Wer sind denn die Täter, die nicht pädophil sind?

Saimeh Es gibt unterschiedliche Tätertypen. Für dissoziale, gewaltbereite Menschen sind Kinder schlicht die leichtesten Opfer, weil sie sich schlechter wehren können. Dann gibt es Machtmissbraucher, die sich alle Mitglieder in der Familie zu Untertanen machen. Jeder muss sexuell zur Verfügung stehen, sowohl die Frau wie auch die eigenen Kinder. Dann gibt es Fälle, in denen Väter ihre Töchter missbrauchen, weil sie in einer Ehekrise sind. Dann gibt es Leute, die aus irgendwelchen Gründen aus ihren geordneten Lebensverhältnissen herausfallen. Jemand lässt sich scheiden, fängt an zu trinken, verliert den Job, stürzt sozial ab, ist eigentlich auf erwachsene Frauen fixiert, ist aber nicht mehr in der Lage, Partnerschaften einzugehen. In solchen Situationen weichen manche auf Kinder aus. Gerade Kinder, die sonst wenig Aufmerksamkeit bekommen, sind dann leicht mit Pommes und Cola zu gewinnen und nehmen die Aufmerksamkeit erst mal an. Solche Täter gestalten ihre Wohnung oft erst als offene Wohnung und fangen dann an, die Beziehung zu Kindern schrittweise zu sexualisieren. Viele Taten geschehen ja in einem Umfeld, wo Kinder auch völlig unkritisch Personen aus dem eigenen sozialen Nahfeld überlassen werden.

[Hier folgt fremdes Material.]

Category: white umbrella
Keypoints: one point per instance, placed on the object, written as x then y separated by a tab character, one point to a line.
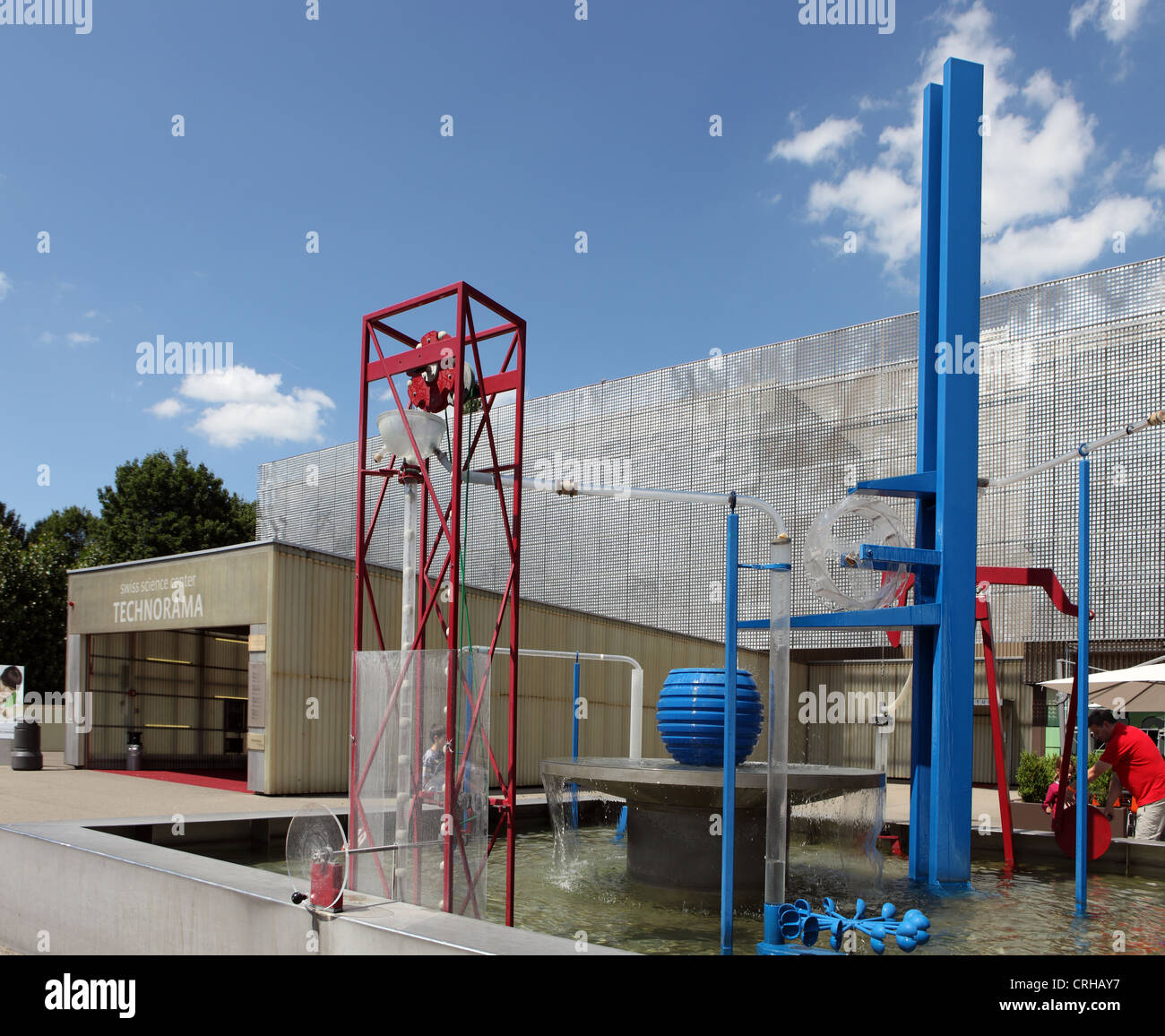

Auch der Besitz und die Verbreitung von Kinderpornografie soll ein Straftatbestand werden. Zielt das nochmal auf andere Täter, weil es in diesem Bereich auch ums Geld geht.

Saimeh Das wird immer so gesagt. Früher hat Geld sicher eine Rolle gespielt, aber inzwischen gibt es im Netz so viel Kinderpornografie, das man sich fragen kann, wer da noch Geld verdient. Es geht wohl eher um eine Community, die Missbrauchs-Bilder tauscht. Sie kommen in diese Gruppen erst rein, wenn sie eigene Bilder mitbringen. Man muss sich selbst strafbar machen, um Mitglied in dieser Community zu werden. Man zahlt mit Tauschware.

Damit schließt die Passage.